Agreement between Kato–Katz and Percoll was moderate: all positives diagnosed by Kato–Katz were positive by Percoll technique. There was no significant agreement between PCR and Kato nor PCR and Percoll. Thus it can be concluded that in surveys conducted in low intensity areas using Kato–Katz method, we should consider a marginal error of 11% as proved by Percoll technique.
Using the conventional Kato–Katz a proportion of young people with low prevalence and low intensity of infection can be easily missed. They constitute a potential source of transmission. This added to an increase in snail population due to neglect of control may lead to gradual flare up of schistosomiasis. So, continuous surveillance of the level of endemicity in cases with low intensity is necessary.

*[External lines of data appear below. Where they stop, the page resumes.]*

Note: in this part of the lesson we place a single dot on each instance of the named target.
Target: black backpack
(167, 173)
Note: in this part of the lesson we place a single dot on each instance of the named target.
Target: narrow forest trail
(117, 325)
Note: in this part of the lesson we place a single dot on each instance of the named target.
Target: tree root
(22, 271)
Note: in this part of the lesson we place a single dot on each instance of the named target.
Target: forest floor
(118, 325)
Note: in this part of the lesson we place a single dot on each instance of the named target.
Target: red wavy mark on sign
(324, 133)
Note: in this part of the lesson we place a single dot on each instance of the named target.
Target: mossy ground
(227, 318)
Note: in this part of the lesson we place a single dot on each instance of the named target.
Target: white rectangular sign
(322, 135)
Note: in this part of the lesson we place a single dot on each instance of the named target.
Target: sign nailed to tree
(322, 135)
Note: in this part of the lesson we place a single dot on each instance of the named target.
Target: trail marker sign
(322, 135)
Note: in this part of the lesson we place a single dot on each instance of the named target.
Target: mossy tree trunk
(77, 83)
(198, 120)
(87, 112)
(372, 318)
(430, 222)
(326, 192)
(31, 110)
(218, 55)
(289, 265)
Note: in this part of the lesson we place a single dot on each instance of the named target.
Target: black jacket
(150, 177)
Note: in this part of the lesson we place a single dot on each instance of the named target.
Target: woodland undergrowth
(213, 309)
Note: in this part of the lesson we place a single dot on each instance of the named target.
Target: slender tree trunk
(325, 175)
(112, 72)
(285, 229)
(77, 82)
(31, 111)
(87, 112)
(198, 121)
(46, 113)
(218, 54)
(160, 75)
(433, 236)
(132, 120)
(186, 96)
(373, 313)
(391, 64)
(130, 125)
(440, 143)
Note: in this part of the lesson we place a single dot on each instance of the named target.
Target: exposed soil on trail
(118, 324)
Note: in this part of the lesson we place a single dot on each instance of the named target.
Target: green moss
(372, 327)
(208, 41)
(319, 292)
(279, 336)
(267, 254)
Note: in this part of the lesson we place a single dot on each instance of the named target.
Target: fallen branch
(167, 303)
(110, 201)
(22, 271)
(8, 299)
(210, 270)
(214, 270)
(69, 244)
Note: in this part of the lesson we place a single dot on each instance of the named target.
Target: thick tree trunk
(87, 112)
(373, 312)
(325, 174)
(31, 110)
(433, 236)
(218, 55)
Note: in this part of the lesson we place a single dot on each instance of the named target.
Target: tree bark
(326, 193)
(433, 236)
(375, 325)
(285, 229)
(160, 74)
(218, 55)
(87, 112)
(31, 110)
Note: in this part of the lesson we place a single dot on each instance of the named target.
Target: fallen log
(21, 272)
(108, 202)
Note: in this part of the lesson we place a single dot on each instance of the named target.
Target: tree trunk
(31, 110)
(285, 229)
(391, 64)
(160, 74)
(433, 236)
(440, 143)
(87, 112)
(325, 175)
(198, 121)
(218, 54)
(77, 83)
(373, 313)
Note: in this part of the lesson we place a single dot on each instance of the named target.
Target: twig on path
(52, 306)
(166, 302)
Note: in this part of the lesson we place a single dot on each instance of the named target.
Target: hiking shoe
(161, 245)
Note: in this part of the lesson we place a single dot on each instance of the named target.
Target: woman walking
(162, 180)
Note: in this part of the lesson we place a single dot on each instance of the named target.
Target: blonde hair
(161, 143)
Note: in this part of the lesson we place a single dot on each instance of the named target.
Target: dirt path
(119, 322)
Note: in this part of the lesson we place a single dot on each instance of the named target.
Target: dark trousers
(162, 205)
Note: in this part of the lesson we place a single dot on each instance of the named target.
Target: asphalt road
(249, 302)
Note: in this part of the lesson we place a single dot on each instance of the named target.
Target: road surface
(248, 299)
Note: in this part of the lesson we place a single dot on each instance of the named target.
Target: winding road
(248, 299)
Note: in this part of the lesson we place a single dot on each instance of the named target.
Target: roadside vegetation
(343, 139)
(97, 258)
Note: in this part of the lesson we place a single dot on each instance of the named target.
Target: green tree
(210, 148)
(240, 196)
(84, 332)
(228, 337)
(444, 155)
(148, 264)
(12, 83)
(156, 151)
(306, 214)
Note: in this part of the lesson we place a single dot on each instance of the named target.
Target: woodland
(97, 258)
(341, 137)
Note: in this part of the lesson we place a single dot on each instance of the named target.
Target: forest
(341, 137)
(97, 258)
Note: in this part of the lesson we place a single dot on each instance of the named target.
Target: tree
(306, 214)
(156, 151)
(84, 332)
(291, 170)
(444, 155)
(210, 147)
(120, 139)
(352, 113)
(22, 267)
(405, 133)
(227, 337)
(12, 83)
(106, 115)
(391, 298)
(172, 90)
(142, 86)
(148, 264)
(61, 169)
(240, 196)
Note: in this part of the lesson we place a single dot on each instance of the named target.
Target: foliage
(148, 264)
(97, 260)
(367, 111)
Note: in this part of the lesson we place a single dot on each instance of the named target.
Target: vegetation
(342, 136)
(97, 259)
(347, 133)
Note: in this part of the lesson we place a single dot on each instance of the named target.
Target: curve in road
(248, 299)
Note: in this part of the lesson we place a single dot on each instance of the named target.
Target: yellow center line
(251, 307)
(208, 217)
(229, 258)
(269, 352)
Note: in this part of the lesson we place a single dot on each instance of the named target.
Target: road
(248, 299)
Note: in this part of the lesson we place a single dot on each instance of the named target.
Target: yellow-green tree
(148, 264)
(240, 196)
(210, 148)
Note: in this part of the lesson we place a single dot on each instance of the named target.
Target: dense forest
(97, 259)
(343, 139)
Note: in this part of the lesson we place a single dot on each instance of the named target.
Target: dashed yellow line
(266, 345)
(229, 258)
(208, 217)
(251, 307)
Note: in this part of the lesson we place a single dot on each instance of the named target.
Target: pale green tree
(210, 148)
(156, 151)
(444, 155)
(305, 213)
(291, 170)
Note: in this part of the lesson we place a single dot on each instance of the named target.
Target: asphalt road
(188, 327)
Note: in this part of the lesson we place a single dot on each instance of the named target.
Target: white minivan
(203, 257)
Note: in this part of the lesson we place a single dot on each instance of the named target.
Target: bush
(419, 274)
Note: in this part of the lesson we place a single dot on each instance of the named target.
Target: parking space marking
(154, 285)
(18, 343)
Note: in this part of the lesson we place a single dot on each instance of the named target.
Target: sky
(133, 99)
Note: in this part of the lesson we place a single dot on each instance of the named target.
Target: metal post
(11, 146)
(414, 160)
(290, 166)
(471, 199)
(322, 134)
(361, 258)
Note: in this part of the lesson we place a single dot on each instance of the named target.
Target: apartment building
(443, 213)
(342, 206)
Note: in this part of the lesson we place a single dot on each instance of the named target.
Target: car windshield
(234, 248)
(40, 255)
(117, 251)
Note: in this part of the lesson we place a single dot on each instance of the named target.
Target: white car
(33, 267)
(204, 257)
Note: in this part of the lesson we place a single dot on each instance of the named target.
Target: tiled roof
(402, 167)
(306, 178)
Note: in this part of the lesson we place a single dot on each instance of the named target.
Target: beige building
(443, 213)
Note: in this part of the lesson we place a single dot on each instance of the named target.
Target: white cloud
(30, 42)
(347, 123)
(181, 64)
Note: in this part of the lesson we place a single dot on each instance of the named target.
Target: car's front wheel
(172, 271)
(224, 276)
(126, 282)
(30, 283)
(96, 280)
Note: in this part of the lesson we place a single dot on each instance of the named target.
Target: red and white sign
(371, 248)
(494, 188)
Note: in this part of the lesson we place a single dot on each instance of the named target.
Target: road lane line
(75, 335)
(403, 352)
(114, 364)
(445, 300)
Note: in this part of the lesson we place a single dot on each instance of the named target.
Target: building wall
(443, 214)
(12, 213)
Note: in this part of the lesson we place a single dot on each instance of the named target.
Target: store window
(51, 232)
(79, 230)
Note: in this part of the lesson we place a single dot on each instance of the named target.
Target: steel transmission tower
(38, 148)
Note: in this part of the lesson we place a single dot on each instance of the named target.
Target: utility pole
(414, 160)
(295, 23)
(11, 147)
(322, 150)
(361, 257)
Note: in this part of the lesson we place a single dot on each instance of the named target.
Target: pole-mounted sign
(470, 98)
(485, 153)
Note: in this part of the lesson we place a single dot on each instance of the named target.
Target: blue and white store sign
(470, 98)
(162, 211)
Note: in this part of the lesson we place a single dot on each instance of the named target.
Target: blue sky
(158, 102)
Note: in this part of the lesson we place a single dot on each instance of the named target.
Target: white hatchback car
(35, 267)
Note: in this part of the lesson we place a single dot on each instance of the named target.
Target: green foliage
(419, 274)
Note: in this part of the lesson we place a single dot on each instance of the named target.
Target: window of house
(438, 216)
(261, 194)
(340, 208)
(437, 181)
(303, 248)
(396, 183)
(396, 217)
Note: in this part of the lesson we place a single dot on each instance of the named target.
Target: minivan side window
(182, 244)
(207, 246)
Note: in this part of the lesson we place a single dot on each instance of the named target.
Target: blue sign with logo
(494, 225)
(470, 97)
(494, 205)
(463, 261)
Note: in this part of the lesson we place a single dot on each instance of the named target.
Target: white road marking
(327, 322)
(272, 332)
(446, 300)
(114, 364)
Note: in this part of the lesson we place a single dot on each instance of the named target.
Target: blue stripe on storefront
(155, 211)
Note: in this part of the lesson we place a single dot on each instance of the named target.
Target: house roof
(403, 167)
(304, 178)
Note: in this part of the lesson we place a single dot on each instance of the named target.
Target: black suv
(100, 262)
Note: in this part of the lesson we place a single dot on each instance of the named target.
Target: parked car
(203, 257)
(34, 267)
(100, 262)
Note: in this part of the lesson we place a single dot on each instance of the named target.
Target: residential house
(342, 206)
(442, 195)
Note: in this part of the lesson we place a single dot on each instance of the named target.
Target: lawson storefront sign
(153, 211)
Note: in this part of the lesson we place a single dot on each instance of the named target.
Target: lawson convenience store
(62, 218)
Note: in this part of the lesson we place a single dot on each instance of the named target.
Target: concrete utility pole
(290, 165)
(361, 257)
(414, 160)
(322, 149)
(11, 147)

Our results indicate that Percoll is the technique of choice for diagnosis of S.mansoni in low intensity conditions and post-treatment. However, it is not cost-effective for surveys in Egypt. PCR revealed more very low intensity cases, yet it missed a small proportion of cases confirmed positives by coprological examination. Accordingly there must be additional diagnostic tests to verify the results obtained by PCR.
The authors acknowledge the TDR, WHO, for funding and supporting this work.